The Youth Center was in a room perhaps 30 by 20 foot, with a cement floor and sheets lining the ceiling and most of the walls. In the center of the room was an area which could be set up as a boxing ring. Posts fitted neatly into holes in the floors and ropes held them square. There was also a pool table, a dart board, a manchala game next to the window and a small room with a TV/VCR and movies. A boom box was playing Christian rock music. There were 10-12 youth there and most were teen-age boys who were playing cards at plastic tables with plastic chairs (the kind you might have on your deck).
It didn’t take them long to teach the teen-agers from America how to play their card game. They called it Kenyan poker, even though there was no gambling involved. It was very similar to Uno, where certain cards were wild or meant skip or reverse. Our kids played it every chance they got for the rest of the trip.
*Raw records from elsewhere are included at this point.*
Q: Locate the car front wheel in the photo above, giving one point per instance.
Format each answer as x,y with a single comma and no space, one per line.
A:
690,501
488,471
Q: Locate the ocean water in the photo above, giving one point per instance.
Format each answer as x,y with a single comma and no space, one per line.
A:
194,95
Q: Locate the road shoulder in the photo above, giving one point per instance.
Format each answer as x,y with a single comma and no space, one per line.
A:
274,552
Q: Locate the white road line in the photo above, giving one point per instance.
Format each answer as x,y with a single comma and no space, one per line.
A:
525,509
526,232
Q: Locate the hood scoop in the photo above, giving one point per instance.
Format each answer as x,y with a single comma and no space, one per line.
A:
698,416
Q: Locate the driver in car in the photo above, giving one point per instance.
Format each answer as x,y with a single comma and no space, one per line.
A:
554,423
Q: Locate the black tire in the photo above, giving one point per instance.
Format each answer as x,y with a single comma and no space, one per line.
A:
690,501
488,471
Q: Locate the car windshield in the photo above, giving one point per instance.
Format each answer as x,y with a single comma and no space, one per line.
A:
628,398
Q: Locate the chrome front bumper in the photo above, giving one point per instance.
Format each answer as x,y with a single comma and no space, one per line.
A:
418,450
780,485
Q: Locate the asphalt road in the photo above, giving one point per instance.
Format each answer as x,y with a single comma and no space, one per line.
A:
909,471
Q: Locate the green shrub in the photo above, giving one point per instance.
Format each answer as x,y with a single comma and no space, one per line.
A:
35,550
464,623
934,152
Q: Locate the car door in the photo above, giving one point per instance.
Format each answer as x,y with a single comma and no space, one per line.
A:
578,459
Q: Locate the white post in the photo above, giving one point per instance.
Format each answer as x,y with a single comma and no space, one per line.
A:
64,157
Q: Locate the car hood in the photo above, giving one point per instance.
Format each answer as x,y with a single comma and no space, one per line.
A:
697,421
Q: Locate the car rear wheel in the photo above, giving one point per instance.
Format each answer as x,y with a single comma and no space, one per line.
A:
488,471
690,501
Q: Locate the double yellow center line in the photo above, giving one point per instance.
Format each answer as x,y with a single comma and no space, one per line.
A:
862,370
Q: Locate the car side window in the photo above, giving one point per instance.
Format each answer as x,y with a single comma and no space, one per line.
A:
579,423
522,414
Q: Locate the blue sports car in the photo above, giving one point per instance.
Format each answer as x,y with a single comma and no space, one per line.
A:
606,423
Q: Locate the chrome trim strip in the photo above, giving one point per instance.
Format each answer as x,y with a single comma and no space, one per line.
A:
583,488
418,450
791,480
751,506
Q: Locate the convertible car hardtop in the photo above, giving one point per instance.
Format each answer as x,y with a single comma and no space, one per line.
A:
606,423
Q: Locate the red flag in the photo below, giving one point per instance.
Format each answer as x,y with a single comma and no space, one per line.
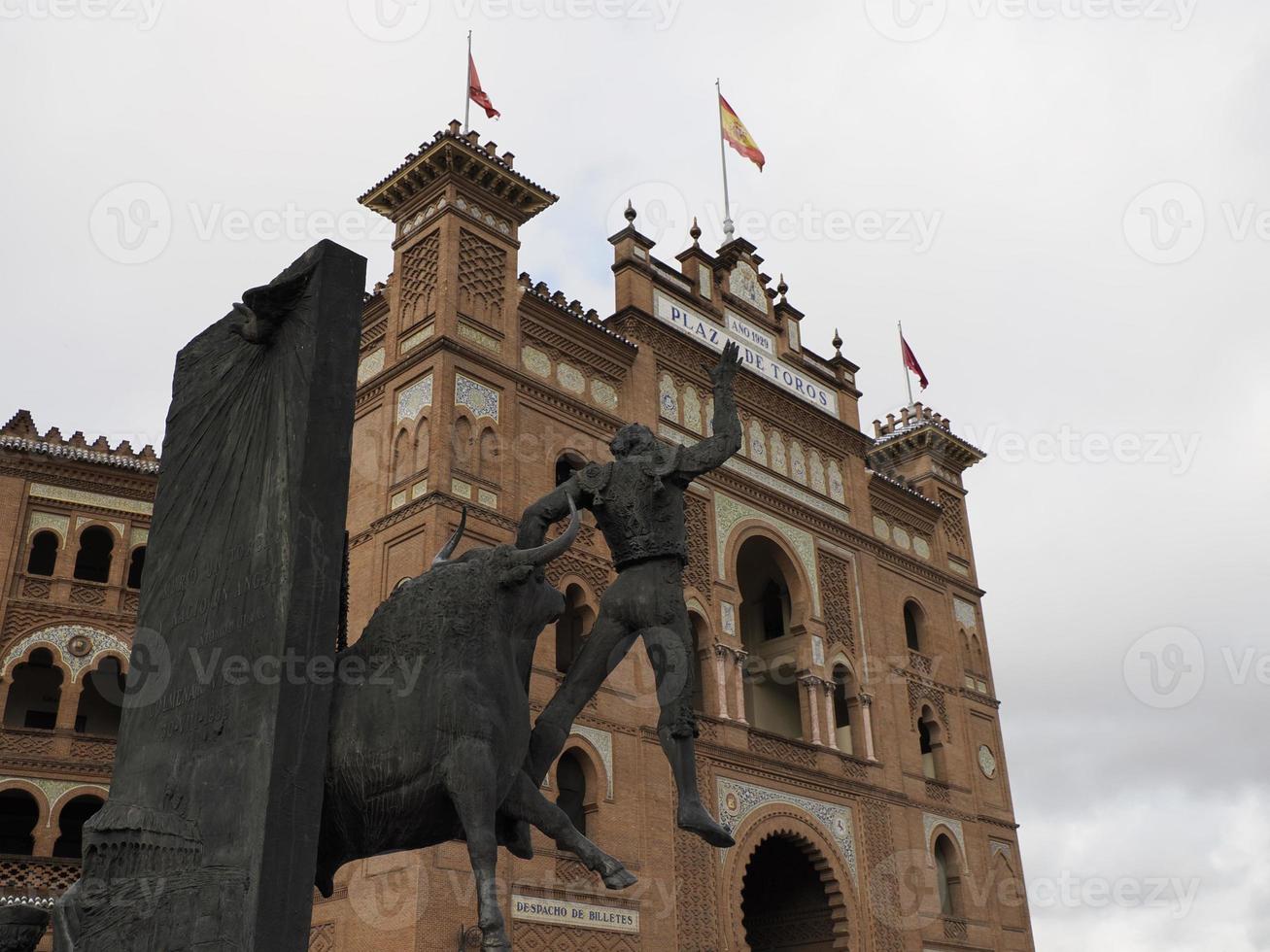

As a side note, we always played cards when I was a kid, and so I naturally raised my own kids on playing cards. So Val knows how to shuffle a deck. I had to look this up on line and I am sorry if I offend some of you non-card playing folks, but there actually are websites that teach you how to shuffle cards. How can anyone not know how to do that? Anyway, so I looked it up and Val, as well as one of the other girls Sarah, were shuffling the deck using the Riffle technique, as opposed to the easier and more common Overhand. In Kenya they must only know how to shuffle by Overhand, because the boys at the youth center were fascinated by the way Val and Sarah shuffled cards. It was pretty normal to me, but once again, we were on another continent.
And thus ended our first full day in Kenya, Africa. I had to ask myself, had the mission part of our trip started yet? Well, if teaching boys to shuffle cards counted, then I guess so.